Le Scorpion fait l'innocent.
- Elle ressemble à la mienne ?
- Oui !
- Je trouve pas, moi.
- Moi si ! En plus, tu as dit "MON disciple" en parlant de Hyoga, tout à l'heure !
- T'es sûr que c'est pas une technique que tu lui as appris ?
- Sûr et certain !
- Ah...
Quelques secondes de silence.
- Dans ce cas, j'imagine que c'est moi qui lui ai appris ! confesse Milo, gêné.
Alors que la Colère du Frigo est sur le point de s'abattre à nouveau sur lui, Hyoga les rejoint en courant, tout joyeux.
- Vous avez vu, Maîtres ? J'ai réussi !
- Oui j'ai vu ! répondent les deux chevaliers d'Or en même temps.
Camus foudroie son meilleur ami du regard.
- C'est MON disciple !
Le chevalier du Scorpion essaie de se faire tout petit.
- Te fâche pas ! Je lui ai juste appris deux-trois trucs pendant qu'on était tous les deux !
- C'est avec ton "truc" qu'il a réussi l'épreuve finale !
- Mais c'est toi qui l'as entraîné le plus souvent ! Tout le mérite te revient !
- Quel mérite ? Regarde un peu l'armure du Cygne !
Milo l'observe mieux et constate qu'elle est criblée de trous. Puis il se retourne vers Camus, dont le regard est plus glacial que jamais. Sentant le danger, Milo prend ses jambes à son cou et s'enfuit. Hyoga le regarde, confus.
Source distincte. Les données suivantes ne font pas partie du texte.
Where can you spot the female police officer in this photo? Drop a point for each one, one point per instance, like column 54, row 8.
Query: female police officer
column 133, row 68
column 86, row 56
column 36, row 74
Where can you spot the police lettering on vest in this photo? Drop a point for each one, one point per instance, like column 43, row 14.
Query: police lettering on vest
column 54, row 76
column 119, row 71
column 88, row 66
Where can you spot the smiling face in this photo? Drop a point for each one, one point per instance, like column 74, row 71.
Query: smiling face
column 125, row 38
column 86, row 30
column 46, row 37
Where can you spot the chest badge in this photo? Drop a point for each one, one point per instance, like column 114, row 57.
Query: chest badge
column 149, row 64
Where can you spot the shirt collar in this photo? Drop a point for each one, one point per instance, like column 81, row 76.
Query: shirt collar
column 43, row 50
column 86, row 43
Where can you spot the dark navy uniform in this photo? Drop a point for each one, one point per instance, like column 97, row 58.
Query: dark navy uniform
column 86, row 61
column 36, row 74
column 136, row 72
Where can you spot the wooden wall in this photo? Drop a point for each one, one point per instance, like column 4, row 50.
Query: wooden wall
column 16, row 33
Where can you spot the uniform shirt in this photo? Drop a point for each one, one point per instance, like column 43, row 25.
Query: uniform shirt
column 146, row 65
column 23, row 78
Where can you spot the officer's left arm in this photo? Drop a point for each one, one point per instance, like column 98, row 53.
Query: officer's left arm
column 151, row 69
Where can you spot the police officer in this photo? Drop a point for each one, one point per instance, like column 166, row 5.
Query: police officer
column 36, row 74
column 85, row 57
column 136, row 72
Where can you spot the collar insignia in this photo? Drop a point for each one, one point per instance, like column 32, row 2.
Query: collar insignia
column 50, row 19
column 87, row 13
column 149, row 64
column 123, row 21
- Ben où il va, tonton ? Il ne fête pas ma victoire avec nous ?
Par la suite, Hyoga a apporté son armure à Mû pour réparation et Camus s'est calmé lorsque Milo a payé la facture.
...
Fin du flash-back. Nous retrouvons Hyoga et Milo qui se font face... Mais ! C'est à moi qu'ils font face ! Ils n'ont pas l'air contents.
- Quel flash-back interminable ! me réprimande Hyoga.
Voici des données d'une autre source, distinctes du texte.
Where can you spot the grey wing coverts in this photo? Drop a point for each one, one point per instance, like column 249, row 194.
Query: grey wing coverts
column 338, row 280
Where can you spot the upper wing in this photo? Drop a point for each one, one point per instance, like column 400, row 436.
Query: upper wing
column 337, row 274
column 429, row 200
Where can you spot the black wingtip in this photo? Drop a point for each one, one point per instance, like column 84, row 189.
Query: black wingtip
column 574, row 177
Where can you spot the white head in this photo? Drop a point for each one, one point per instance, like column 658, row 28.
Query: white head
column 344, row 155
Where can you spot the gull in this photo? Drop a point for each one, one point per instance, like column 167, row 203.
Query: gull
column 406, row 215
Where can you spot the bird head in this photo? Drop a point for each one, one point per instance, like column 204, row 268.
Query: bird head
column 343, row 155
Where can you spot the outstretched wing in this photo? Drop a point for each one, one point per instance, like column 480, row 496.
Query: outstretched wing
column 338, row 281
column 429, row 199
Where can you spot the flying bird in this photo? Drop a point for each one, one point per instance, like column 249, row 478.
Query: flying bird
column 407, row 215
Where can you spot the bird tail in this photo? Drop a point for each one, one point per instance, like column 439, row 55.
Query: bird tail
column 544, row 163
- Même le Vieux-Maître n'a pas pu placer une légende aussi longue ! ajoute Milo, qui n'est pas de meilleure humeur.
- On s'est tourné les pouces tout ce temps !
- Et maintenant, on va devoir régler notre combat sur les quelques lignes qui restent à ce chapitre !
Hyoga sort une pièce de sa poche.
- Pile ou face ? demande-t-il à Milo.
- C'est toi qui lances la pièce ?
- Oui pourquoi ?
- J'ai pas confiance. Laisse-moi faire !
- Moi non plus j'ai pas confiance !
Bon, le temps qu'ils jouent à Saga et Saga, je vous donne rendez-vous au prochain chapitre pour le combat entre Hyoga et Milo !
Dans le prochain épisode... Les aventures de tonton Milo à Asgard !
- Non pitié ! s'affole le Scorpion. Il y fait encore plus froid qu'en Sibérie !
Dans le prochain épisode, pour de vrai...
Hyoga et Milo passent enfin à l'action ! L'issue du combat semble incertaine. Jusqu'à ce que Hyoga se fâche !
- Comment oses-tu prendre ma maman en otage ?! Tu vas me le payer !
Les attaques de Hyoga deviennent plus glacées que jamais ! Mais il faudrait qu'elles atteignent le zéro absolu pour inquiéter Milo.
- Tant que je porterai cette armure, tu ne pourras jamais me battre !
Et pourtant, Milo se retrouvera figé dans la glace !
- Je t'offre une fin digne d'un prince, l'honore Hyoga.
Milo, vaincu par son propre disciple ?!
- MON disciple ! ! ! s'énerve Camus.
Milo est en danger ! Vite, appelez le Sauveur Cristal !
- SOIGNEUR ! ! ! rectifie Cristal, exaspéré.
- Et toi, as-tu déjà ressenti la fraîcheur de la Sibérie ? s'enthousiasme Hyoga.